From the preceding emerges the outlines of an epic battle that is brewing at the present time between the United States-the sole superpower par excellence-who is bent on democratizing the Muslim Middle East, and Islam, the final religion whose survival and success is promised by God in his holy book. The current American politicians are as certain about the correctness of their contemporary policies toward the Middle East as Roosevelt and Churchill were about theirs during the Yalta negotiations. However, there are two very important differences between then and now.

First, unlike in the post World War II era, the U.S. is the sole superpower of this era. As such, it is more certain about its "hard" power-related capabilities in all regions of the world, especially in the Middle East, than it was in the days immediately following World War II. Second, in the current evolving battle of ideas, America is facing a religion that is 1400 years old. As such, Islam is not facing the options between undergoing change in order to conform to the whims, fancies, and preferences of the United States, or being defeated, as was the Soviet Union or global communism. This very reality generates a whole slew of uncertainties related to the clash of ideas between the United States and the world of Islam.

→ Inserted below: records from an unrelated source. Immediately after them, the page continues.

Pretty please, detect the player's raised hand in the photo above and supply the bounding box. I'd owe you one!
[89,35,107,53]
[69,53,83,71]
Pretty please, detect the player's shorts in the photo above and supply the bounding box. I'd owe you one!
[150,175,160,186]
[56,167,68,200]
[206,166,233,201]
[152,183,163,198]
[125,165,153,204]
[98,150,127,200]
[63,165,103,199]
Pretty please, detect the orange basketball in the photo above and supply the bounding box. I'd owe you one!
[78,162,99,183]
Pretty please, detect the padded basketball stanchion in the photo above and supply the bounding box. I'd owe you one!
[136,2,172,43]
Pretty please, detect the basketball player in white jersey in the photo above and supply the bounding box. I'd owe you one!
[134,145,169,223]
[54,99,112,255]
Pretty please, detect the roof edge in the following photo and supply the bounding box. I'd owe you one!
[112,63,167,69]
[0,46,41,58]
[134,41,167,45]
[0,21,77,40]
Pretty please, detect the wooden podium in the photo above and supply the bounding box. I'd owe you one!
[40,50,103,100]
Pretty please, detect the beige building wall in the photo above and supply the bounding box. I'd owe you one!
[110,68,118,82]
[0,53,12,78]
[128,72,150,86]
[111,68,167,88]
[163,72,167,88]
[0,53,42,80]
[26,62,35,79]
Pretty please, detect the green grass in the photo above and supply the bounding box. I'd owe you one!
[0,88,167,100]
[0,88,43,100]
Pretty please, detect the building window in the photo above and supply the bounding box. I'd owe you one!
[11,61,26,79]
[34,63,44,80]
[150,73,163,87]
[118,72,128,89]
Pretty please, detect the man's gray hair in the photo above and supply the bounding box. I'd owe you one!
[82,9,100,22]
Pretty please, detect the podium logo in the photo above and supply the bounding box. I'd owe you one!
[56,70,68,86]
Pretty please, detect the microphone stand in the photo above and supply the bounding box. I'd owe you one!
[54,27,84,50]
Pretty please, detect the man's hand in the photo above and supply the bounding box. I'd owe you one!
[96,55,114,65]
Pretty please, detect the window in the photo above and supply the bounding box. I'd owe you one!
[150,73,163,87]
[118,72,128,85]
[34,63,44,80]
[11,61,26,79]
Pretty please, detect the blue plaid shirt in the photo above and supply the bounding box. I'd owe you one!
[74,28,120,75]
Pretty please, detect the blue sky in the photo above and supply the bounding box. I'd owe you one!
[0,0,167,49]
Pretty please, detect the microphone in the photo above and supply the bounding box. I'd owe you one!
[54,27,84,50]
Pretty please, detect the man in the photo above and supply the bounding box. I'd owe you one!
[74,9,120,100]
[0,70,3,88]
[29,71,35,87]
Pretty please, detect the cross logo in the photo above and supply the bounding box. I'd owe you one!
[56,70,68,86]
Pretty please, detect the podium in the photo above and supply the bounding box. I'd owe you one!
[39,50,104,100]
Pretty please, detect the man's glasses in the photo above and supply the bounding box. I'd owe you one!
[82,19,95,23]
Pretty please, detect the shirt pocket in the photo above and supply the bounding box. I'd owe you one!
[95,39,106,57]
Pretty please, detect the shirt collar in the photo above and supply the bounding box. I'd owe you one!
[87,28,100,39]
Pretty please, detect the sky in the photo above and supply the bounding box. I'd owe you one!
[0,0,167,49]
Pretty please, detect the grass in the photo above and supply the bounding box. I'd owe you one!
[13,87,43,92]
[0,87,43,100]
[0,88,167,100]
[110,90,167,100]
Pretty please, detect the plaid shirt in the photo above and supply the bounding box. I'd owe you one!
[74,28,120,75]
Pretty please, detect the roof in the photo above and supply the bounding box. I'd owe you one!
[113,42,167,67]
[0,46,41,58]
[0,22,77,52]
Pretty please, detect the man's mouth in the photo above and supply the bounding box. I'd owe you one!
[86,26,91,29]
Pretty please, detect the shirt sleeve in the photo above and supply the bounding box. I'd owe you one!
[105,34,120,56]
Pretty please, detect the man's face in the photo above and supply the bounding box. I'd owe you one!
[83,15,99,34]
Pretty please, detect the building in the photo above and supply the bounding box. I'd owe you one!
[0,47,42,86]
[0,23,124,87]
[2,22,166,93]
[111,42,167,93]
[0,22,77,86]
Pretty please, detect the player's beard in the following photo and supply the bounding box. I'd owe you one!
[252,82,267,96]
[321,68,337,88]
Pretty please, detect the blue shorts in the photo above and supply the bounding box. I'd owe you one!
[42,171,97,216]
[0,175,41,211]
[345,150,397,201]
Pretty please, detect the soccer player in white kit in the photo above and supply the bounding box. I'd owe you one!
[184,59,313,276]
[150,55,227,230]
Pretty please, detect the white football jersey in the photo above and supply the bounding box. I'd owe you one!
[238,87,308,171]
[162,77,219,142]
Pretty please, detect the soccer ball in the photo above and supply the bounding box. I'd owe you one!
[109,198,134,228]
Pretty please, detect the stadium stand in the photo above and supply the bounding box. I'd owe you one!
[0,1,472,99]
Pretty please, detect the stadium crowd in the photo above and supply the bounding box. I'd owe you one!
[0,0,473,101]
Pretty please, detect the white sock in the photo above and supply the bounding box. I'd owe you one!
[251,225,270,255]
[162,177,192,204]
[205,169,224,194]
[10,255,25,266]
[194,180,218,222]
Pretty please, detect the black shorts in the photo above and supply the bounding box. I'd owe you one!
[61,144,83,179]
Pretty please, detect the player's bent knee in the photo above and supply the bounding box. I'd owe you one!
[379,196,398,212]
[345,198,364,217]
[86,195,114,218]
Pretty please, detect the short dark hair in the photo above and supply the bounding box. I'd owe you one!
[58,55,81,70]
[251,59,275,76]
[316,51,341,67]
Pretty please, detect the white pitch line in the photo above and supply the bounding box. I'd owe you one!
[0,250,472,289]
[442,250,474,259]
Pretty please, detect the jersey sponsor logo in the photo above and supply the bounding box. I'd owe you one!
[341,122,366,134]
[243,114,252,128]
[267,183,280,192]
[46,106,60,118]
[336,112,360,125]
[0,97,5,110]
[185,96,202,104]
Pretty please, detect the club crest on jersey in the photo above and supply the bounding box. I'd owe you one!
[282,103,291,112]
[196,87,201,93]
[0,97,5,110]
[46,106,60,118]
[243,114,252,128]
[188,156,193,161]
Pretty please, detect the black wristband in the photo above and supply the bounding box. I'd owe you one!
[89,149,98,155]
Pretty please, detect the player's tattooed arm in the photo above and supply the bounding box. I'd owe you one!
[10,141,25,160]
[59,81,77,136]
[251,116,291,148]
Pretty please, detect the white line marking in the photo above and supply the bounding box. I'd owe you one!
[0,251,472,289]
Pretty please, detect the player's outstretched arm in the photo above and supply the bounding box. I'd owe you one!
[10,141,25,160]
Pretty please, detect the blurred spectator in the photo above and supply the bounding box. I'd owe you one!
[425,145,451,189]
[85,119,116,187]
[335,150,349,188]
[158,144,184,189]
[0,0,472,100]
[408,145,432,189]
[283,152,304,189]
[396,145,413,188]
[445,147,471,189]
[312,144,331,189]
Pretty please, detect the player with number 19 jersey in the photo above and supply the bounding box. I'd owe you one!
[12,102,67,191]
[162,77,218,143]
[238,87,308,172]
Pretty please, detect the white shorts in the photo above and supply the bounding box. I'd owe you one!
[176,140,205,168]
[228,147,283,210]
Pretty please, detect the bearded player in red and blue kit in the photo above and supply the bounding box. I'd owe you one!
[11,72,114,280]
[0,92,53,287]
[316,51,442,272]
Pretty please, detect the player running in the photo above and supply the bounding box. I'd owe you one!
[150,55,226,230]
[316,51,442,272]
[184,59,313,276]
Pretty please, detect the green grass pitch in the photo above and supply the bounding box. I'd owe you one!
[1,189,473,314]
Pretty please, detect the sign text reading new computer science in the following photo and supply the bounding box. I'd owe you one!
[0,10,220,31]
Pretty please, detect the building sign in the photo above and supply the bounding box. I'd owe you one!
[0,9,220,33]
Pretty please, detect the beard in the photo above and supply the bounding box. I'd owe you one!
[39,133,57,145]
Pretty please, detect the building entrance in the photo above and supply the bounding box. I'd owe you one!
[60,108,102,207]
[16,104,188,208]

Placing this debate in a purely worldly context, one sees a major challenge for the United States in its attempts to secularize and democratize the Muslim Middle East. As long as Muslims fail to develop very broad outlines of a general agreement over the modalities of Islamic government, battles of ideas between them and the United States are going to be inconclusive. At the same time, those battles also are likely to make the Middle East a highly unstable place.

As Bush contemplates the mistakes of his predecessor related to the Yalta agreement or other major events of America’s foreign policy, one wonders whether he reflects about the final outcome of the clash of ideas between his country and the world of Islam. If he does, there is little doubt that he is convinced that victory in this clash already belongs to the United States. What he does not know is that Muslims-in their depressed shacks, in their miserable autocratic political environments, and even in their existence as residents of nations that currently belong to the lowest hierarchy of nations-are equally convinced that the ultimate victory belongs to Islam. Undeniably, our era is much different than the preceding ones.